When sleep comes, he dreams he is sitting crossed legged beneath the peach trees. The dead dog lies on the ground before him. The wound in its distended belly weeps maggots, which he catches in his cupped hands. His mouth fills with saliva that tastes of grapes, but his lips will not open. He tries to scream and cannot. The dog pulsates; its belly bursts; the maggots foam in a pink-whiteness that floods his lap. Then his mouth bursts too, and his scream pours out with his blood.
Arjan sits up in the cot, his heart kicking. He can feel his heartbeat in his bones. The sweat that coats his skin has a vinaigrette sweetness. When the nausea passes he reaches for Raja. She is lying beside him. Her skin is cold, gritty with dust. He feels for her pulse, but already he knows he will find none. She has been dead for at least an hour. On her cheek, a fly is crawling, following the track of a dried tear.

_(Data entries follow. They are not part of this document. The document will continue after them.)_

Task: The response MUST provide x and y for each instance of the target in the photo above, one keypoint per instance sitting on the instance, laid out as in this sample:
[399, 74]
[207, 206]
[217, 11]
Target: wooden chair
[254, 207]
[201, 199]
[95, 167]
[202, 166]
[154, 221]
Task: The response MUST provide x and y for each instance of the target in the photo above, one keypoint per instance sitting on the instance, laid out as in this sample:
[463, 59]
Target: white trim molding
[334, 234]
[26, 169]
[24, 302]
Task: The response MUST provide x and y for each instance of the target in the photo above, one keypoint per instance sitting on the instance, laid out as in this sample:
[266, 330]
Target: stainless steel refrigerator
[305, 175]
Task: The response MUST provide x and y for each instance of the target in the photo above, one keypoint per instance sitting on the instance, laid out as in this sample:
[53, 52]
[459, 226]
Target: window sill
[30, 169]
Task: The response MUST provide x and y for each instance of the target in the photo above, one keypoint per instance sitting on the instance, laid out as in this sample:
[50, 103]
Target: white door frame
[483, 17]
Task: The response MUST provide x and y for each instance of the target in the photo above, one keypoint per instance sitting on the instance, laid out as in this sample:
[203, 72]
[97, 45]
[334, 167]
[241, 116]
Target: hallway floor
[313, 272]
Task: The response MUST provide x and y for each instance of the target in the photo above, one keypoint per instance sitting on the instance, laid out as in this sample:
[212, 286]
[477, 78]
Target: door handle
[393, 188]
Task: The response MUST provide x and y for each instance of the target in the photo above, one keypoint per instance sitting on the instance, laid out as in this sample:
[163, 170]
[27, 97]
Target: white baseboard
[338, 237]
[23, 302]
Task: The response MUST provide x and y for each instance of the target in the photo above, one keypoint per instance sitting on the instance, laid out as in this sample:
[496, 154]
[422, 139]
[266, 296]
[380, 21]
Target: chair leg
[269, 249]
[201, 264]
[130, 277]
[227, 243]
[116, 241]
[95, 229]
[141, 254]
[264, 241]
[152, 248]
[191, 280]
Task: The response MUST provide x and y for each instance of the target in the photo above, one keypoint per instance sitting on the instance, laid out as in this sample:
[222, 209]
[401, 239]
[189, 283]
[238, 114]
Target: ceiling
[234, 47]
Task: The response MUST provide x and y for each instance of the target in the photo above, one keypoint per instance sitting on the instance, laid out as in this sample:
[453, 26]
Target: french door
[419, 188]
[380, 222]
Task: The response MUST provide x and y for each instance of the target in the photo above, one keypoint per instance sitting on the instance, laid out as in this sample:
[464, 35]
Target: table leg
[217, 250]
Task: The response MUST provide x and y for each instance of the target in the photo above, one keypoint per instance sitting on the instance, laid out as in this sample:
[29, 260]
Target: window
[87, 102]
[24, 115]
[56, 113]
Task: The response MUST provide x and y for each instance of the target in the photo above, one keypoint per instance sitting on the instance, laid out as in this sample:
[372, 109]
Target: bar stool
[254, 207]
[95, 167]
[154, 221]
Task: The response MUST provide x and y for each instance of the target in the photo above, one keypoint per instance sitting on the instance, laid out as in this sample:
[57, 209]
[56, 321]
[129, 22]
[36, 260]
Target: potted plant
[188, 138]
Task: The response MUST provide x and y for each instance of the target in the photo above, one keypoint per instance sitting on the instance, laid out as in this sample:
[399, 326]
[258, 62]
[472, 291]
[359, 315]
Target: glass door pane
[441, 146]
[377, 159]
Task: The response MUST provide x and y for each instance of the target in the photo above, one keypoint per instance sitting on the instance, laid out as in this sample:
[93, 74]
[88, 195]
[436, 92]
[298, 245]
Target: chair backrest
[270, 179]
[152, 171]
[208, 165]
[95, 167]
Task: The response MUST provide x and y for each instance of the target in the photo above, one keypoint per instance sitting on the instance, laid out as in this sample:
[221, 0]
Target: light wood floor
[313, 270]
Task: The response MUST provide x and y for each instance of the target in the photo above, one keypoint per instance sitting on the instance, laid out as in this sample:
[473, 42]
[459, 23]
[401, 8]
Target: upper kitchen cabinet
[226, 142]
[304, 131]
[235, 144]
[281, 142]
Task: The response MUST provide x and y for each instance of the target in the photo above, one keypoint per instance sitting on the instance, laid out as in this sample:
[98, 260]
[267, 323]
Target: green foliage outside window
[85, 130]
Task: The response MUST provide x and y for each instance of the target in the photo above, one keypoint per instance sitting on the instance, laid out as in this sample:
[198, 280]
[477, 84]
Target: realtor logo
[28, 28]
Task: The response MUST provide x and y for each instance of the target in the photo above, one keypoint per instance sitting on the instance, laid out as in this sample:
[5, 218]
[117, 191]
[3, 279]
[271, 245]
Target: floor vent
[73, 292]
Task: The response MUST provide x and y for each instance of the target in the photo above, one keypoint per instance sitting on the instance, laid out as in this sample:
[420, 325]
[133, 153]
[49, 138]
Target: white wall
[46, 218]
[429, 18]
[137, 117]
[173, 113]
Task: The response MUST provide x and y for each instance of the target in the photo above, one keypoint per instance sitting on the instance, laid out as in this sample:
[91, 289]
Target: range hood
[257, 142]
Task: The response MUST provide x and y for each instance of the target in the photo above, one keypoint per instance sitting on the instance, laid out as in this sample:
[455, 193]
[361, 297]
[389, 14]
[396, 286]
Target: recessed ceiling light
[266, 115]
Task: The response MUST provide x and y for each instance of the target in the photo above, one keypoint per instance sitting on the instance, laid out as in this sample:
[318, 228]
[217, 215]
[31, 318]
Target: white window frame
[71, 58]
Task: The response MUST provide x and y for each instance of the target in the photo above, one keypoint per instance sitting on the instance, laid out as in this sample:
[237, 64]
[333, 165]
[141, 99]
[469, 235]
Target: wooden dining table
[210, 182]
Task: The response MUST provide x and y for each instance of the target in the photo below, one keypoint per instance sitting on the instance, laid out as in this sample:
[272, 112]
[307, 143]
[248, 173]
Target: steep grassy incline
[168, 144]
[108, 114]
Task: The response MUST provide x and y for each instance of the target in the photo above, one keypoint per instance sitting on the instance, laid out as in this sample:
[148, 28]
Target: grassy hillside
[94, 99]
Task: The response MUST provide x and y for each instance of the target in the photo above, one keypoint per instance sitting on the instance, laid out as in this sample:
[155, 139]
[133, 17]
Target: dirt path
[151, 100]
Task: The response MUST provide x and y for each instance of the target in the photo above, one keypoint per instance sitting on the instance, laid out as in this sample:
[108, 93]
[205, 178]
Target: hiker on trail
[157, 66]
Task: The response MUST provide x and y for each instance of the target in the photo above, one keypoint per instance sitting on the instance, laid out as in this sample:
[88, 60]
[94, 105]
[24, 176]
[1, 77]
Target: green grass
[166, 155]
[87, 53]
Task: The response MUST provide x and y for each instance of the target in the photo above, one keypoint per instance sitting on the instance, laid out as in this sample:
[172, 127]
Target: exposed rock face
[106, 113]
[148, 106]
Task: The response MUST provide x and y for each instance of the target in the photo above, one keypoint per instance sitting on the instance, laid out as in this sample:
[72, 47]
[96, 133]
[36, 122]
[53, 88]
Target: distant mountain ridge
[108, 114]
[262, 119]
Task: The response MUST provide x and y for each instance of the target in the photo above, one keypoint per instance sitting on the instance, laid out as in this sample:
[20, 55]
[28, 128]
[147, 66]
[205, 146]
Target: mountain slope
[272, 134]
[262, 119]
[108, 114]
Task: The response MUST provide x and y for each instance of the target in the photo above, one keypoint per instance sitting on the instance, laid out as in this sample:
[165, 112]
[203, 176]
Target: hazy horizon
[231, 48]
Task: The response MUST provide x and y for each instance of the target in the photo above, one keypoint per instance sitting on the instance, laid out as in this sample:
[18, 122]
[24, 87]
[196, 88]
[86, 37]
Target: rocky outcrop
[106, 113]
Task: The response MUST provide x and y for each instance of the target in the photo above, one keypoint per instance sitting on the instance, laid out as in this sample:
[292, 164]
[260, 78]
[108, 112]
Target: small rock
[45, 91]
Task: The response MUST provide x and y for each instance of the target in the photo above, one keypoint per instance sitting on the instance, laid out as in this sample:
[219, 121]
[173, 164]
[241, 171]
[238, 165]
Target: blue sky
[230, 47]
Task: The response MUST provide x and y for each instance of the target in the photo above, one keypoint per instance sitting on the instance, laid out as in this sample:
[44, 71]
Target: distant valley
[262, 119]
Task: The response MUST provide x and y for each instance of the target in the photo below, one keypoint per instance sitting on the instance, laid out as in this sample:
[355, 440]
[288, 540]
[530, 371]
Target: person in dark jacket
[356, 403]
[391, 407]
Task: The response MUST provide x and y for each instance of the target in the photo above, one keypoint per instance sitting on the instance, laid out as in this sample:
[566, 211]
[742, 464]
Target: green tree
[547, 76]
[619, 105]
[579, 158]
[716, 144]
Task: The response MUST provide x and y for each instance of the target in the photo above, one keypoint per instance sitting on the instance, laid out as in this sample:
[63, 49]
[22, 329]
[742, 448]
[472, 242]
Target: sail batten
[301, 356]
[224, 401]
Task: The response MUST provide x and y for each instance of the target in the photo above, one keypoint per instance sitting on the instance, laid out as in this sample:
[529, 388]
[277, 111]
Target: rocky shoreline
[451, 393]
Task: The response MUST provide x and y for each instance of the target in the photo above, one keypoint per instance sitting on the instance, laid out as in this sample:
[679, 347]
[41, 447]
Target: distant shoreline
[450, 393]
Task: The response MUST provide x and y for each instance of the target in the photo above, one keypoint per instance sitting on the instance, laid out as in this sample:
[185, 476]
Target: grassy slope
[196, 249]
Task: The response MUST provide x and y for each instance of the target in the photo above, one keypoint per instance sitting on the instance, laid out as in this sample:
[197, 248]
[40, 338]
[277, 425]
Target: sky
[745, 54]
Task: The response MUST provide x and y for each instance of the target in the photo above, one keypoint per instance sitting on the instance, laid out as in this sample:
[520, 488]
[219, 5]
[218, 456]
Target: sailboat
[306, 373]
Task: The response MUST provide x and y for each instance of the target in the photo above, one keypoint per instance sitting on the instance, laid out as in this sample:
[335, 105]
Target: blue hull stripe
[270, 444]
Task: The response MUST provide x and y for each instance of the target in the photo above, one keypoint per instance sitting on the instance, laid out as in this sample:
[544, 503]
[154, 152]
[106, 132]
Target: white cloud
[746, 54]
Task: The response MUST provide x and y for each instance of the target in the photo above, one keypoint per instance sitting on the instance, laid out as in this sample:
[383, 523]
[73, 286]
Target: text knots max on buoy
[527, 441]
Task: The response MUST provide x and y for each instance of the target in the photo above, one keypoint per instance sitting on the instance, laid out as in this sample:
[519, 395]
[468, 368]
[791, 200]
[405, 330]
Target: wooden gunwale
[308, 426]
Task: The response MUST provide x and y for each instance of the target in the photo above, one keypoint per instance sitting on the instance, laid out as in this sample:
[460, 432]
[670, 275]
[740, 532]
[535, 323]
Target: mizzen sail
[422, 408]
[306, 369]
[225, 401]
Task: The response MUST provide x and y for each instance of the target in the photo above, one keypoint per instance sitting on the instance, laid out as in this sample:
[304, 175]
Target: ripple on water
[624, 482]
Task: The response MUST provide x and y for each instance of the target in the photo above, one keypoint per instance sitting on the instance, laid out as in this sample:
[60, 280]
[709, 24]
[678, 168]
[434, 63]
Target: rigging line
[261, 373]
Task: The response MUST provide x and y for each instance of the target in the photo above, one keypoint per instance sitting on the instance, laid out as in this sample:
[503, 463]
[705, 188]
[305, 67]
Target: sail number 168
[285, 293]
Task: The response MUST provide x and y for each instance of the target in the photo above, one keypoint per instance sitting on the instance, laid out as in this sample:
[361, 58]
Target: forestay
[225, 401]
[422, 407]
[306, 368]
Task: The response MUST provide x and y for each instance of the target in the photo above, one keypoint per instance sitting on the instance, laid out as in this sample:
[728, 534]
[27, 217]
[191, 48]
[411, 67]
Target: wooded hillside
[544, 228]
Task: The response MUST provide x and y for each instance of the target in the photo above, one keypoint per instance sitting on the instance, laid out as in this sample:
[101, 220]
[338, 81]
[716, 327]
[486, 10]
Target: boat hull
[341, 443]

The Clinic is dark. The men who crowd the porch do not stir when Arjan approaches. They sit or lie curled in on themselves. Some are asleep; others, he knows, have died in the night.
The door is unlocked, as he knows it will be. Anyday, anytime the Volunteer likes to say. The next shipment of Neuchews has come in; boxes lie piled in the exam room. Emblazoned on their sides, cartoon children smile up at him. He smiles back, as he rips their bellies open.
He is opening his third box when he hears movement. Socked feet slap the linoleum; a light comes on.
“Man, what’s going on?” The Volunteer is standing in the doorway. He is wearing paisley boxers and a T-shirt, on which another of the Neuchew children simpers.
“It’s okay man.” He squints. Among the upended boxes, Arjan stands.
“I got you.” The Volunteer holds up his hands. “Midnight snack, right?” He giggles. “Can’t get enough of the Chews. That’s okay. I get it.” He takes an exaggerated step back. A trick from de-escalation training, Arjan supposes. But the Volunteer has miscalculated. His foot skids on a crumpled Neuchew packet, and he falls against the wall.
“That’s okay, man. No need for anyone to get hurt. Plenty to go around.”
“I know.” Arjan is smiling as he raises the mortar in his hands “More than enough.”
He runs as though weightless, (which, by now he supposes he almost is), carried by the dust his bare feet churn. The mortar wedged beneath his arm increases, rather than checks, his momentum. Steered by its weight, he does not realize where he is going until he sees the cannery.
It takes no effort to vault the fence. The barbed wire flays his back and snags on his vertebrae, but he no longer feels the pain. He runs with his blood pattering on the asphalt behind him. In the main shed, the vats stand, banked in the dimness. The smell of the heavy syrup congeals the air.
His momentum, Arjan discovers, is still carrying him. The weightless ease conferred by the Neuchews has not yet failed. Arjan climbs to the catwalk that runs the length of the shed. Below, in the open vats, peach segments shine like ingots.
He upends the mortar. Ground, the NeuChews leave no trace. Their pastel dust disappears as soon as it has settled, absorbed by the syrup, whose fructose richness will likewise subsume the taste of grapes.
At the end of the catwalk, Arjan feels his legs give out. Falling comes as a relief. Through holes in the zinc roof, he can see the moon, which the blowing dust clouds, but does not hide. Far away, in another shed, in another dimension, slicing machines are humming. Lulled, Arjan closes his eyes, and breathes in the sweetness, until all he can taste is his blood.